Birth: 1968, Sindhuli
Death: 18 August 2021, Kathmandu
The practice of karate fosters a strong mind, promotes physical fitness and improves self-confidence. Krishna Bahadur Rai embraced the art form from early in his life, and remained enamored with it throughout. This dedication also earned him numerous accolades at home and abroad.
Born in Khurkot, a village in Sindhuli, Rai enrolled into Nepal Police at an early age. Having demonstrated great adeptness in karate, he was chosen to represent Nepal at the 8th South Asian Games held in Kathmandu in 1999, the year karate and taekwondo were introduced to the games. There, Rai became one of the first gold medalists for team kata.
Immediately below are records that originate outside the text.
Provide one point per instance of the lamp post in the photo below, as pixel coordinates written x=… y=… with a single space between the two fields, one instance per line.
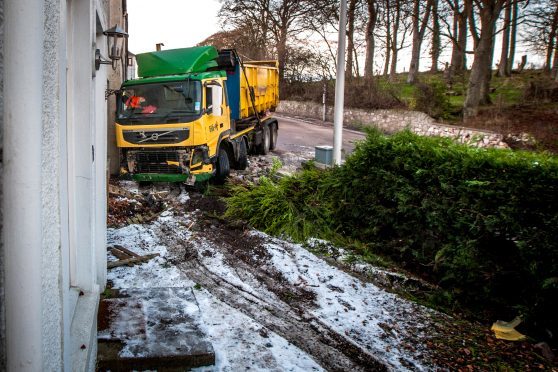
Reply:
x=115 y=39
x=339 y=87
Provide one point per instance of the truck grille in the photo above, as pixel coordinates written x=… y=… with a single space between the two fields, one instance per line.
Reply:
x=149 y=137
x=156 y=162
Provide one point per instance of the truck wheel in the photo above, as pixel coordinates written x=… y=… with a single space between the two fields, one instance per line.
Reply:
x=274 y=132
x=263 y=147
x=242 y=156
x=222 y=167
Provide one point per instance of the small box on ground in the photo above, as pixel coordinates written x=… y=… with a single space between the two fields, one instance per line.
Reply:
x=324 y=154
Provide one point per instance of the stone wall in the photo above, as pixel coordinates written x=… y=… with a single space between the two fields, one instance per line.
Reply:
x=391 y=121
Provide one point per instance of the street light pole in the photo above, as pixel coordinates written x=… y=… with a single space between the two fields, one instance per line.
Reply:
x=339 y=86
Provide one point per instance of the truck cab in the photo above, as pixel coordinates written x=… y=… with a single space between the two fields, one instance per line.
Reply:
x=193 y=114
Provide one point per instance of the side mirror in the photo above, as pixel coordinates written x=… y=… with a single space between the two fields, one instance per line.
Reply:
x=216 y=100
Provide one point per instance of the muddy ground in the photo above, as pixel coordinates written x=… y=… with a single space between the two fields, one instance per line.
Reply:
x=352 y=323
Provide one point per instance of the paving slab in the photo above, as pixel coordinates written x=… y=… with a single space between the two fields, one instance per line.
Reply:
x=151 y=328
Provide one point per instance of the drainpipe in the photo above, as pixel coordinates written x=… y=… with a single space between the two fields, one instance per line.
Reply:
x=340 y=86
x=23 y=81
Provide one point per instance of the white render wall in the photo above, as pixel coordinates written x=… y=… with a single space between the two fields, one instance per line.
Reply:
x=54 y=182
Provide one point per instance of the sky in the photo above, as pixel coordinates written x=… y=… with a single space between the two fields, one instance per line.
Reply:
x=175 y=23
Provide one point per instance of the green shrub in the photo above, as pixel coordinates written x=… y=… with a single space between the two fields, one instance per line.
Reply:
x=483 y=224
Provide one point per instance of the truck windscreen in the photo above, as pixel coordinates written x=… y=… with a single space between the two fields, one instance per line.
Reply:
x=160 y=103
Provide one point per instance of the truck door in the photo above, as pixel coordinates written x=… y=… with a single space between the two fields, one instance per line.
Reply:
x=217 y=120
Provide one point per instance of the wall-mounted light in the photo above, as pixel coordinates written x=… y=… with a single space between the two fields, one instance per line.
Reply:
x=115 y=38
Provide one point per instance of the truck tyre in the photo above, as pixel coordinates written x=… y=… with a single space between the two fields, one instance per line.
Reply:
x=222 y=167
x=242 y=156
x=274 y=132
x=263 y=147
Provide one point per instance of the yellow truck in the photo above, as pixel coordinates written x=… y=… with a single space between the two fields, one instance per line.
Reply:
x=194 y=113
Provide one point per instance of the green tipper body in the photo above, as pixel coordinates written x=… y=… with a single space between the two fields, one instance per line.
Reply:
x=176 y=61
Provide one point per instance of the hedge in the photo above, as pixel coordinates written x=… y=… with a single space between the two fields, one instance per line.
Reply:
x=481 y=223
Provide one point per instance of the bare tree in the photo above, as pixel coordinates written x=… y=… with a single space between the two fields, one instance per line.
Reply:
x=541 y=21
x=419 y=28
x=350 y=39
x=503 y=64
x=280 y=18
x=479 y=81
x=457 y=34
x=370 y=38
x=513 y=36
x=387 y=21
x=436 y=37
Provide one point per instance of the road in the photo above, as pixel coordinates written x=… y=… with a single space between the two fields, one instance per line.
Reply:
x=298 y=136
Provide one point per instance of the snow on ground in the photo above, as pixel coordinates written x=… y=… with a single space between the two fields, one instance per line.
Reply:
x=240 y=343
x=370 y=317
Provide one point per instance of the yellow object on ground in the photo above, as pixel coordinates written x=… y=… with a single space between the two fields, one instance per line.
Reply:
x=506 y=330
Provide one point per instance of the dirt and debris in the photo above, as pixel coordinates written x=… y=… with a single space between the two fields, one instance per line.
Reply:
x=269 y=304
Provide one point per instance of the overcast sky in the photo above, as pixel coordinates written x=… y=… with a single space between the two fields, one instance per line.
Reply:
x=176 y=23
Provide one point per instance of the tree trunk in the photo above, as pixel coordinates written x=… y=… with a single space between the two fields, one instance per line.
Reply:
x=419 y=27
x=388 y=38
x=551 y=41
x=394 y=46
x=458 y=55
x=435 y=49
x=513 y=37
x=370 y=42
x=503 y=64
x=350 y=40
x=554 y=70
x=282 y=52
x=479 y=81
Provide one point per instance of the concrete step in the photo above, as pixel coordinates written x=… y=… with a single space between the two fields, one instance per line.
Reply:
x=151 y=328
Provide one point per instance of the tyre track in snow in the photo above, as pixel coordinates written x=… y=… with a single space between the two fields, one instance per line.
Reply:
x=245 y=284
x=331 y=350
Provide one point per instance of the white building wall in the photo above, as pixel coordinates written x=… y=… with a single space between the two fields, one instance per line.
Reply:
x=54 y=210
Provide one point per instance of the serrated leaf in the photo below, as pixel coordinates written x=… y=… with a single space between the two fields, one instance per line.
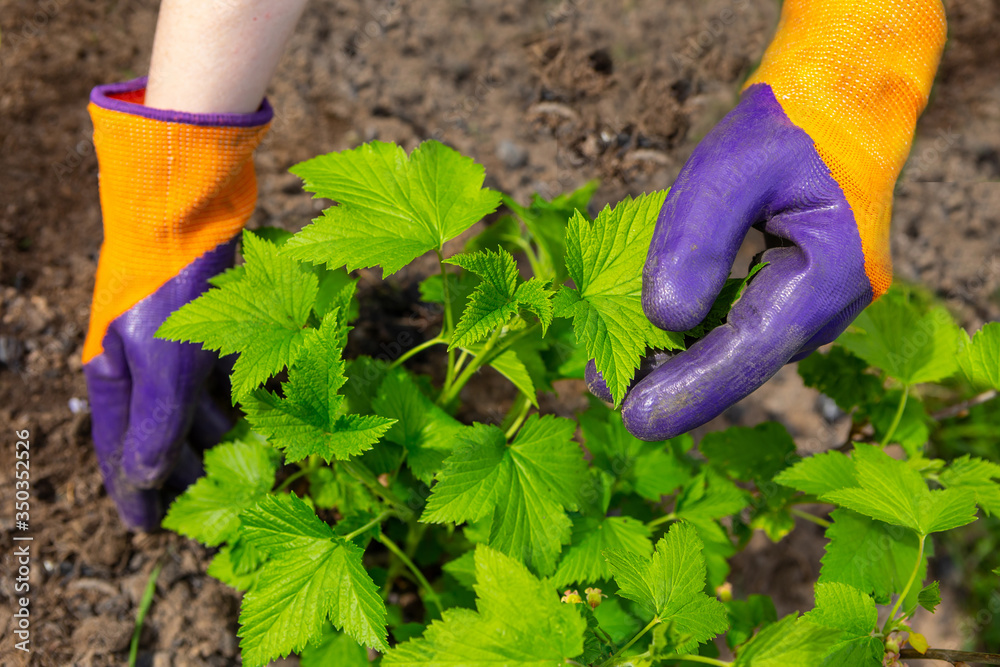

Rai continued his winning streak, impressing Nepali audiences by securing another gold medal at the 4th National Games. This time around it was for solo kata.
These achievements were no mean feats and King Birendra conferred on Rai the distinguished Gorkha Dakshin Bahu.
Like other sports, there’s an unmistakable element of sociability in karate, especially when it is taught in youth clubs and schools. Rai had a fervent desire to impart the skills he had mastered to Nepali youngsters.
In 2008, Rai completed a diploma from the Japan Karatedo Nanbukai Association, which declared him to be the chief coach of Nanbukai karate in Nepal. In 2014, he founded Japan Karatedo Nanbukai Sitoriyo Association, Nepal. With his team of skilled athletes, he had been encouraging everyone from young kids to adults to learn the intricate techniques of Nanbukai karate.
On 18 August, Rai succumbed to Covid-19 at the age of 53. He is survived by his wife and son.